I am of the People!
Cnaiür urs Skiötha, the most violent of all men.
Later that night, he squatted before the churning surf and washed his broadsword in the sea, thinking of how he’d once crouched on the misty shores of the faraway Jorua Sea with his father, doing much the same. He listened to the thunder of distant breakers, to the hiss of water washing through sand and gravel. He looked across the Meneanor’s shining reaches and pondered its tracklessness. A different kind of steppe.
What was it his father had said of the sea?
Afterward, as he sat sharpening his blade for the morrow’s worship, Kellhus stepped soundlessly from the blackness. The wind twisted his hair into flaxen tails.
Cnaiür grinned wolfishly. For some reason he wasn’t surprised.
“What brings you here, Dûnyain?”
Kellhus studied his face by firelight, and for the first time Cnaiür didn’t care.
I know you lie.
“Do you think the Holy War will prevail?” Kellhus asked.
“The great prophet,” Cnaiür snorted. “Have others come to you with that same question?”
“They have,” Kellhus replied.
Cnaiür spat into the fire. “How fares my prize?”
“Serwë is well … Why do you avoid my question?”
Cnaiür sneered, turned back to his blade. “Why do you ask questions when you know the answer?”
Kellhus said nothing, but stood like something otherworldly against the darkness. The wind whipped smoke about him. The sea thundered and hissed.

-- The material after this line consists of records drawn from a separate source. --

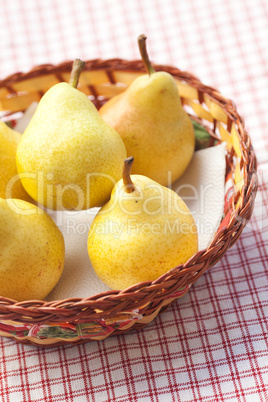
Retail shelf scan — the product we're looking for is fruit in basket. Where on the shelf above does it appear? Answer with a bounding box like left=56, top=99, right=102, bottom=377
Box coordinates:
left=88, top=157, right=198, bottom=289
left=0, top=120, right=33, bottom=202
left=0, top=198, right=64, bottom=301
left=17, top=60, right=126, bottom=210
left=99, top=35, right=195, bottom=185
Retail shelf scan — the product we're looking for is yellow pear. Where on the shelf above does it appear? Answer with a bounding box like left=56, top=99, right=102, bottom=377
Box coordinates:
left=17, top=60, right=126, bottom=210
left=99, top=35, right=195, bottom=186
left=0, top=198, right=64, bottom=301
left=88, top=157, right=198, bottom=289
left=0, top=120, right=33, bottom=202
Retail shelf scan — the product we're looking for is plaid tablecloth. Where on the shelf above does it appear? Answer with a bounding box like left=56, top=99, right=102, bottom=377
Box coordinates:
left=0, top=0, right=268, bottom=402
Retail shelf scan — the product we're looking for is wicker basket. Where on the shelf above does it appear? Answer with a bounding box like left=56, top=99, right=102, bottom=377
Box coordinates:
left=0, top=59, right=258, bottom=346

“You think something has broken within me,” Cnaiür continued, drawing out his whetstone to the stars. “But you are wrong … You think I have become more erratic, more unpredictable, and therefore more a threat to your mission …”
He turned from his broadsword and matched the Dûnyain’s bottomless gaze.
“But you are wrong.”
Kellhus nodded, and Cnaiür cared not at all.
“When this battle comes,” the Dûnyain said, “you must instruct me … You must teach me War.”
“I would sooner cut my throat.”
A gust assailed his fire, blowing sparks over the strand. It felt good, like a woman’s fingers through his hair.
“I’ll give you Serwë,” Kellhus said.
The sword fell with a clang to Cnaiür’s feet. For an instant, it seemed he gagged on ice.
“Why,” he spat contemptuously, “would I want your pregnant whore?”
“She’s your prize,” Kellhus said. “She bears your child.”
Why did he long for her so? She was a vain, shallow-witted waif—nothing more! Cnaiür had seen the way Kellhus used her, the way he dressed her. He’d heard the words he bid her speak. No tool was too small for a Dûnyain, no word too plain, no blink too brief. He’d utilized the chisel of her beauty, the hammer of her peach … Cnaiür had seen this!
So how could he contemplate …
All I have is war!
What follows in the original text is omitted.